This function is primarily designed to be called by
meandistance.matrix2
, in order to calculate distances between all
possible unambiguous genotypes. Ordinary users won't use
genotypeProbs
unless they are designing a new analysis.
The genotype analyzed is Genotype(object, sample, locus)
. If
the genotype is unambiguous (fully heterozygous or homozygous), a single
unambiguous genotype is returned with a probability of one.

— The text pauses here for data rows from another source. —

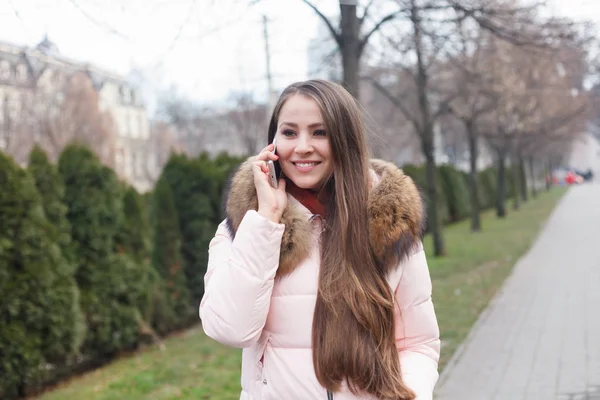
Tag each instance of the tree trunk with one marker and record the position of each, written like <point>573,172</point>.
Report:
<point>426,134</point>
<point>514,169</point>
<point>532,177</point>
<point>473,184</point>
<point>350,48</point>
<point>501,194</point>
<point>549,174</point>
<point>523,179</point>
<point>433,218</point>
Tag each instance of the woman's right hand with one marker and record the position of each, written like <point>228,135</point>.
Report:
<point>271,201</point>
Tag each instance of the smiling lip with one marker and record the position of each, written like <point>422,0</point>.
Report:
<point>305,166</point>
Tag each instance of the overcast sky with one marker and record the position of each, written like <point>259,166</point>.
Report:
<point>208,48</point>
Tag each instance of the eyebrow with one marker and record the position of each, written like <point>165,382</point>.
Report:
<point>293,125</point>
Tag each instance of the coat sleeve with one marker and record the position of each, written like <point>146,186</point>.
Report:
<point>417,331</point>
<point>239,280</point>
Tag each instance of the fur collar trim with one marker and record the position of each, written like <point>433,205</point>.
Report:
<point>396,216</point>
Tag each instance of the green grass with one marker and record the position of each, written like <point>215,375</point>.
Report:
<point>195,367</point>
<point>477,264</point>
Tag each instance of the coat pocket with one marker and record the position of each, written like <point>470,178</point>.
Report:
<point>261,379</point>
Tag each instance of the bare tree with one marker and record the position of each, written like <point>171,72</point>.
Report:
<point>349,37</point>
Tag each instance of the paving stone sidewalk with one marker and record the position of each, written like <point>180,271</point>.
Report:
<point>540,336</point>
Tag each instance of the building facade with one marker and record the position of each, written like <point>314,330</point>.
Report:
<point>33,84</point>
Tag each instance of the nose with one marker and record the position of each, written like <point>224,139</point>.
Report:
<point>303,144</point>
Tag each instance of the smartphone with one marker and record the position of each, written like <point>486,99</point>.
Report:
<point>271,165</point>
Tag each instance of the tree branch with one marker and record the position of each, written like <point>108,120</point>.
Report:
<point>377,26</point>
<point>332,30</point>
<point>394,101</point>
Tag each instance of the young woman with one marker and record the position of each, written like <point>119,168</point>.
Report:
<point>323,280</point>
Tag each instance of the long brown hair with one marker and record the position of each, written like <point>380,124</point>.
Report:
<point>353,326</point>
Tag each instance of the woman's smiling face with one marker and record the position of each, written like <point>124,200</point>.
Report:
<point>302,143</point>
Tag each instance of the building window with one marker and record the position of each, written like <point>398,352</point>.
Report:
<point>127,128</point>
<point>4,70</point>
<point>139,166</point>
<point>21,73</point>
<point>142,127</point>
<point>126,95</point>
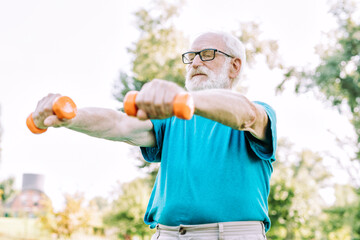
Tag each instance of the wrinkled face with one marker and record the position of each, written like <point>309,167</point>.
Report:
<point>208,74</point>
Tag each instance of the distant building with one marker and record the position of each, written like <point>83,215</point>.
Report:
<point>31,200</point>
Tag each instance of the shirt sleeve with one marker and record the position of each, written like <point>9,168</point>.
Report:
<point>153,154</point>
<point>265,150</point>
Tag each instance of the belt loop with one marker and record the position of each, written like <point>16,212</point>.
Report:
<point>221,231</point>
<point>157,231</point>
<point>263,227</point>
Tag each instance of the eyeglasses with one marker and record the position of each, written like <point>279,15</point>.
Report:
<point>205,55</point>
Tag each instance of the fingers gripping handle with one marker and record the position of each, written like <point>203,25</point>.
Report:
<point>183,105</point>
<point>63,107</point>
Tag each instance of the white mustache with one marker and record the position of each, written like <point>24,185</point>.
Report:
<point>199,70</point>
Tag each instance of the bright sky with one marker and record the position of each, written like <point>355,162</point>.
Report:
<point>77,48</point>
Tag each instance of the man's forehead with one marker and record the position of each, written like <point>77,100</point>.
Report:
<point>208,40</point>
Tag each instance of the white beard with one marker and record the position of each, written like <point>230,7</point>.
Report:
<point>221,80</point>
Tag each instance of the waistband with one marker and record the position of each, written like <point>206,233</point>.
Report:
<point>239,228</point>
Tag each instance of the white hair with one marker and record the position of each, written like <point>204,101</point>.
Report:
<point>234,47</point>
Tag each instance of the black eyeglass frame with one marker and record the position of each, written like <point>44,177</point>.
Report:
<point>199,53</point>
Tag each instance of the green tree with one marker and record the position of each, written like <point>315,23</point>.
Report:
<point>295,204</point>
<point>7,189</point>
<point>338,74</point>
<point>156,52</point>
<point>128,210</point>
<point>72,218</point>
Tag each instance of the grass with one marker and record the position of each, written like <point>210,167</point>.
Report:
<point>21,228</point>
<point>30,229</point>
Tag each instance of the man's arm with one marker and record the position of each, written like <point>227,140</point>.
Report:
<point>225,106</point>
<point>231,109</point>
<point>98,122</point>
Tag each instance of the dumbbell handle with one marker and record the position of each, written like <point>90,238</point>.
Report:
<point>63,107</point>
<point>183,105</point>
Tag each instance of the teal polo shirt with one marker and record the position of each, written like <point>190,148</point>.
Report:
<point>209,172</point>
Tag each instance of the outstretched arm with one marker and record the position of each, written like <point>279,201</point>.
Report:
<point>231,109</point>
<point>97,122</point>
<point>224,106</point>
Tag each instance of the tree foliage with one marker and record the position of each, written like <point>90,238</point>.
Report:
<point>128,210</point>
<point>7,189</point>
<point>72,218</point>
<point>156,54</point>
<point>295,204</point>
<point>338,74</point>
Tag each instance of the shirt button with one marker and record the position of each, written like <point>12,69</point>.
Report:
<point>182,231</point>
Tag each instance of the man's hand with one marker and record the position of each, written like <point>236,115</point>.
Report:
<point>155,100</point>
<point>44,116</point>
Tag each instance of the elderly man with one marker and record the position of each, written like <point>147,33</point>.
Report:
<point>215,169</point>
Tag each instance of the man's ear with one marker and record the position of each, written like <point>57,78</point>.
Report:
<point>235,66</point>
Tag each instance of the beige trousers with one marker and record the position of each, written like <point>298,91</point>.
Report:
<point>245,230</point>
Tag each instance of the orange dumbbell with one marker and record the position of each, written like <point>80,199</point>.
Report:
<point>183,105</point>
<point>63,107</point>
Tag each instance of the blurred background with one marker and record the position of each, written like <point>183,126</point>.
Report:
<point>303,60</point>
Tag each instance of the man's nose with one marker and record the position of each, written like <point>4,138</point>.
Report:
<point>197,62</point>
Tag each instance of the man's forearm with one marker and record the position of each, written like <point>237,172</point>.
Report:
<point>231,109</point>
<point>112,125</point>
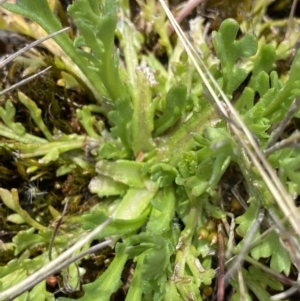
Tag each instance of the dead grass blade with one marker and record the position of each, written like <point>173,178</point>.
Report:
<point>240,130</point>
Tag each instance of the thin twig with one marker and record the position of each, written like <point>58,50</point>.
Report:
<point>258,158</point>
<point>221,272</point>
<point>293,140</point>
<point>292,13</point>
<point>288,292</point>
<point>245,247</point>
<point>24,81</point>
<point>186,10</point>
<point>276,134</point>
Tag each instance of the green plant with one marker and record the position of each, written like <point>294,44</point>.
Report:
<point>155,151</point>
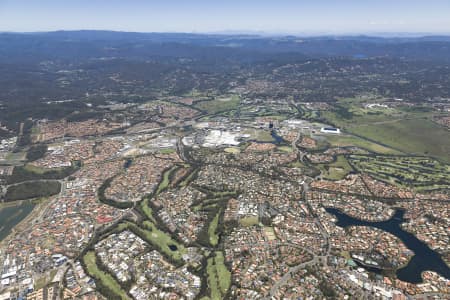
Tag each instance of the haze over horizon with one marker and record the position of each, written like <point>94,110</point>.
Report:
<point>201,16</point>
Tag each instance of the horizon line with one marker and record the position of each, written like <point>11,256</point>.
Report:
<point>261,33</point>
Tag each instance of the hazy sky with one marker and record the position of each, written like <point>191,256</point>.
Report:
<point>276,16</point>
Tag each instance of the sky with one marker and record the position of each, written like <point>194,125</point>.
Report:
<point>209,16</point>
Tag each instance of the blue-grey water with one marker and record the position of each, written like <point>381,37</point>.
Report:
<point>424,259</point>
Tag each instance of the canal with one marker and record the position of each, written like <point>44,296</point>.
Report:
<point>424,259</point>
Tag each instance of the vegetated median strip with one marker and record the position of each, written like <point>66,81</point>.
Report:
<point>219,277</point>
<point>104,280</point>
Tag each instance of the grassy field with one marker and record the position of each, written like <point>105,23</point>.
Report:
<point>336,170</point>
<point>106,279</point>
<point>418,172</point>
<point>406,129</point>
<point>165,180</point>
<point>260,135</point>
<point>287,149</point>
<point>233,150</point>
<point>351,140</point>
<point>32,189</point>
<point>417,136</point>
<point>249,221</point>
<point>147,209</point>
<point>219,278</point>
<point>212,230</point>
<point>163,240</point>
<point>219,105</point>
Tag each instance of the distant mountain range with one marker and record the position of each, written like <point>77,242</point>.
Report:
<point>86,43</point>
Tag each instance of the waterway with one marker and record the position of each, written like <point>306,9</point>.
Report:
<point>10,216</point>
<point>278,139</point>
<point>424,259</point>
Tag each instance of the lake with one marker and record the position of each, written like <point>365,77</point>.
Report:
<point>424,259</point>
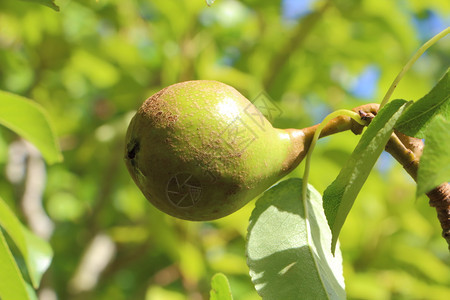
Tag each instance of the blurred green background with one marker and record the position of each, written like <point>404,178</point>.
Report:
<point>93,63</point>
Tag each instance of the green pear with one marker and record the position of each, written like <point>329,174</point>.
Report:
<point>199,150</point>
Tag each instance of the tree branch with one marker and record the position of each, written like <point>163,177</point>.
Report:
<point>405,149</point>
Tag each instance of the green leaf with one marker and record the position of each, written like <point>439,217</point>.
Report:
<point>12,285</point>
<point>418,116</point>
<point>29,120</point>
<point>434,167</point>
<point>36,252</point>
<point>339,197</point>
<point>288,249</point>
<point>220,288</point>
<point>48,3</point>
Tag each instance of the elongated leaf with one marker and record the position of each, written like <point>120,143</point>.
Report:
<point>48,3</point>
<point>434,167</point>
<point>36,252</point>
<point>339,197</point>
<point>288,249</point>
<point>220,288</point>
<point>12,285</point>
<point>417,117</point>
<point>29,119</point>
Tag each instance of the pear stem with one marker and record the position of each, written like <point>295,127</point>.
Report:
<point>341,112</point>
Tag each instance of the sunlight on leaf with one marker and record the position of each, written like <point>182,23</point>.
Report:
<point>36,252</point>
<point>434,168</point>
<point>48,3</point>
<point>12,285</point>
<point>220,288</point>
<point>210,2</point>
<point>288,250</point>
<point>29,120</point>
<point>419,115</point>
<point>339,197</point>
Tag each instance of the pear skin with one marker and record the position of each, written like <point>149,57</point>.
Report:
<point>199,150</point>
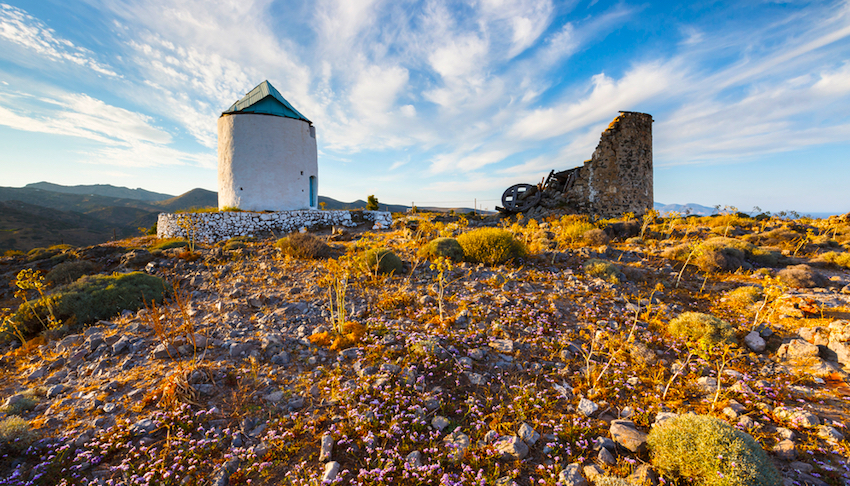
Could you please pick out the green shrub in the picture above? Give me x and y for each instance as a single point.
(303, 245)
(15, 434)
(704, 329)
(836, 258)
(607, 271)
(491, 245)
(570, 230)
(710, 452)
(31, 317)
(44, 253)
(92, 298)
(169, 244)
(68, 272)
(382, 260)
(721, 253)
(443, 247)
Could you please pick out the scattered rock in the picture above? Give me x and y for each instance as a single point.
(797, 349)
(331, 471)
(785, 450)
(528, 434)
(502, 345)
(457, 443)
(755, 342)
(511, 447)
(326, 447)
(626, 434)
(439, 422)
(587, 407)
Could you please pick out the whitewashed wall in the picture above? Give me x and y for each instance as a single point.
(212, 227)
(265, 163)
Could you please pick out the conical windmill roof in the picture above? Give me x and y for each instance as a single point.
(265, 100)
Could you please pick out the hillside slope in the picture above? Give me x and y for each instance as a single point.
(106, 190)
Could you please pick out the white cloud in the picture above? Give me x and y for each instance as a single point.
(377, 88)
(521, 21)
(606, 96)
(20, 28)
(458, 57)
(123, 137)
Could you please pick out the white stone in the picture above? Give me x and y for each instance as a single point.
(266, 163)
(755, 342)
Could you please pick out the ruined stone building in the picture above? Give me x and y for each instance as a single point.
(615, 181)
(618, 177)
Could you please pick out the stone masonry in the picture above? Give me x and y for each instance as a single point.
(212, 227)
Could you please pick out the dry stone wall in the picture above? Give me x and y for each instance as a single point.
(618, 177)
(212, 227)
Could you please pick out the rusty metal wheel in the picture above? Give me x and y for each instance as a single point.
(521, 197)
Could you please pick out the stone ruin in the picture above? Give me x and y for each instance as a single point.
(615, 181)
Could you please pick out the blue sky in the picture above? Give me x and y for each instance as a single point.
(436, 102)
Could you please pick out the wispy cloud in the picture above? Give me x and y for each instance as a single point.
(124, 138)
(488, 90)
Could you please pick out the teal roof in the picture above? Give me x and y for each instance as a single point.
(265, 100)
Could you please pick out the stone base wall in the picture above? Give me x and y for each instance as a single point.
(212, 227)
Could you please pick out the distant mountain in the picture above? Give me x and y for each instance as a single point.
(44, 214)
(696, 209)
(102, 190)
(25, 226)
(34, 216)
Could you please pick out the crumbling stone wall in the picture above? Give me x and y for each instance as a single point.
(618, 177)
(212, 227)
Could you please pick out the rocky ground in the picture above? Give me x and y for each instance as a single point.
(535, 372)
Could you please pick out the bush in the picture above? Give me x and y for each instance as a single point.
(92, 298)
(382, 260)
(571, 229)
(231, 245)
(31, 317)
(721, 253)
(303, 245)
(169, 244)
(745, 296)
(44, 253)
(68, 272)
(704, 329)
(27, 402)
(607, 271)
(15, 434)
(710, 452)
(596, 237)
(837, 259)
(443, 247)
(610, 481)
(491, 246)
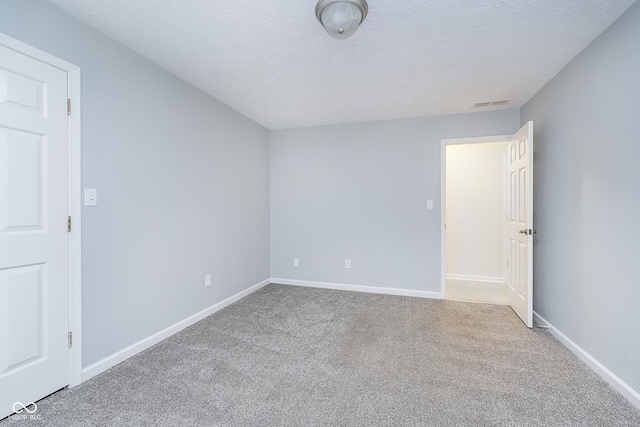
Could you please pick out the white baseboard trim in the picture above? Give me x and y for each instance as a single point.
(623, 388)
(133, 349)
(472, 278)
(359, 288)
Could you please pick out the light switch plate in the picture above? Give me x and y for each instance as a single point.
(90, 197)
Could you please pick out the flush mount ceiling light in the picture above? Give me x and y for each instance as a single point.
(341, 18)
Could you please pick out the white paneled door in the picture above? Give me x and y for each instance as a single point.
(520, 223)
(34, 244)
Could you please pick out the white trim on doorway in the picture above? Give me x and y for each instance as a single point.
(443, 196)
(74, 197)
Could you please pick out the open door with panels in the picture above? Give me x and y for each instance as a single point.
(520, 229)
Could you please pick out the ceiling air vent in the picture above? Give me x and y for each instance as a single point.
(490, 104)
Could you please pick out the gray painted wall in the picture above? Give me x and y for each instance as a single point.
(360, 192)
(587, 198)
(183, 186)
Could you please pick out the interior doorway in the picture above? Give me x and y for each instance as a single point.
(474, 215)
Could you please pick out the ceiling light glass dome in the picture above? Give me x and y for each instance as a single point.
(341, 18)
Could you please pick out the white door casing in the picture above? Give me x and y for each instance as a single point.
(520, 223)
(34, 241)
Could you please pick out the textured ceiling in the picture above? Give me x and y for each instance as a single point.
(273, 62)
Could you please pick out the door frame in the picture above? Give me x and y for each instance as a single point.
(74, 192)
(443, 196)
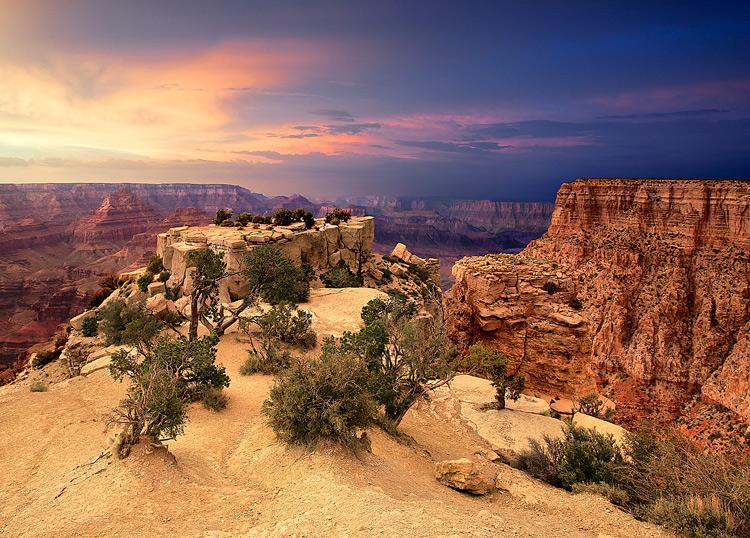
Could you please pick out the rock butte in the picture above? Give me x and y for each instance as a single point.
(662, 272)
(322, 247)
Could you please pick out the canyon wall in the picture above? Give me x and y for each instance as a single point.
(659, 273)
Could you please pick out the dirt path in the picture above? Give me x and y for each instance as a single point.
(229, 477)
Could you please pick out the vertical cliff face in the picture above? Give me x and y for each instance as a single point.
(661, 269)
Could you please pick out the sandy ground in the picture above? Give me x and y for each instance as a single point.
(229, 476)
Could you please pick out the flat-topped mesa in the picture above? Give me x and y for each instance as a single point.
(322, 247)
(660, 273)
(690, 213)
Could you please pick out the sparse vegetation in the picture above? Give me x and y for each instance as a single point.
(581, 455)
(172, 373)
(592, 405)
(274, 277)
(340, 276)
(38, 386)
(222, 215)
(406, 356)
(75, 357)
(89, 327)
(325, 399)
(550, 287)
(215, 399)
(337, 216)
(155, 265)
(144, 280)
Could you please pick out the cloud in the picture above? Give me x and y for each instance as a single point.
(334, 115)
(352, 128)
(701, 112)
(530, 129)
(452, 147)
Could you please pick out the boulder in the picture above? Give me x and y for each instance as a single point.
(77, 322)
(473, 477)
(155, 288)
(96, 364)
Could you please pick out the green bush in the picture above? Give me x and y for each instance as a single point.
(694, 517)
(274, 276)
(89, 326)
(340, 276)
(144, 280)
(38, 386)
(581, 455)
(288, 324)
(214, 399)
(338, 216)
(268, 362)
(613, 494)
(485, 360)
(222, 215)
(550, 287)
(155, 265)
(406, 356)
(97, 298)
(325, 399)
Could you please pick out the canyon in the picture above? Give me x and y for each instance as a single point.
(639, 289)
(59, 239)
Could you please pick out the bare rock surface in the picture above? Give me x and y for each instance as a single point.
(638, 289)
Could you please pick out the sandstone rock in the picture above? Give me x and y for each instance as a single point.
(649, 276)
(465, 475)
(96, 364)
(77, 322)
(155, 288)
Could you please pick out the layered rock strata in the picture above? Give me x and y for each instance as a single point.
(660, 270)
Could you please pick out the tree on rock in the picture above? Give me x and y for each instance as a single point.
(491, 362)
(407, 355)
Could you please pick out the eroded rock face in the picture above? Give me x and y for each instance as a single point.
(322, 247)
(477, 478)
(662, 272)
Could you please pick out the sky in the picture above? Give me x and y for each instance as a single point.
(502, 100)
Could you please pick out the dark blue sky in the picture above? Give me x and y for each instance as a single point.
(503, 100)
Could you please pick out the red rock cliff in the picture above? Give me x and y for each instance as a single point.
(662, 272)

If the genotype is ambiguous (partially heterozygous), a recursive
algorithm is used to generate all possible unambiguous genotypes (all
possible duplications of alleles in the genotype, up to the ploidy of
the individual.)
If the freq
argument is supplied:
The probability of each unambiguous genotype is then calculated from
the allele frequencies of the individual's population, under the
assumption of random mating. Allele frequencies are normalized so that
the frequencies of the alleles in the ambiguous genotype sum to one;
this converts
each frequency to the probability of the allele being present in more
than one copy. The product of these probabilities is multiplied by the
appropriate polynomial coefficient to calculate the probability of the
unambiguous genotype.
$$p = \prod_{i=1}^n f_{i}^{c_i} * \frac{(k-n)!}{\prod_{i=1}^n c_i!}$$
where p is the probability of the unambiguous genotype, n
is the number
of alleles in the ambiguous genotype, f is the normalized frequency of
each allele, c is the number of duplicated copies (total number of
copies minus one) of the allele in the unambiguous genotype, and k is
the ploidy of the individual.
If the gprob
and alleles
arguments are supplied:
The probabilities of all possible genotypes in the population have
already been calculated, based on allele frequencies and selfing rate.
This is done in meandistance.matrix2
using code from De Silva
et al. (2005).
Probabilities for the genotypes of interest (those that the ambiguous
genotype could represent) are normalized to sum to 1, in order to give
the conditional probabilities of the possible genotypes.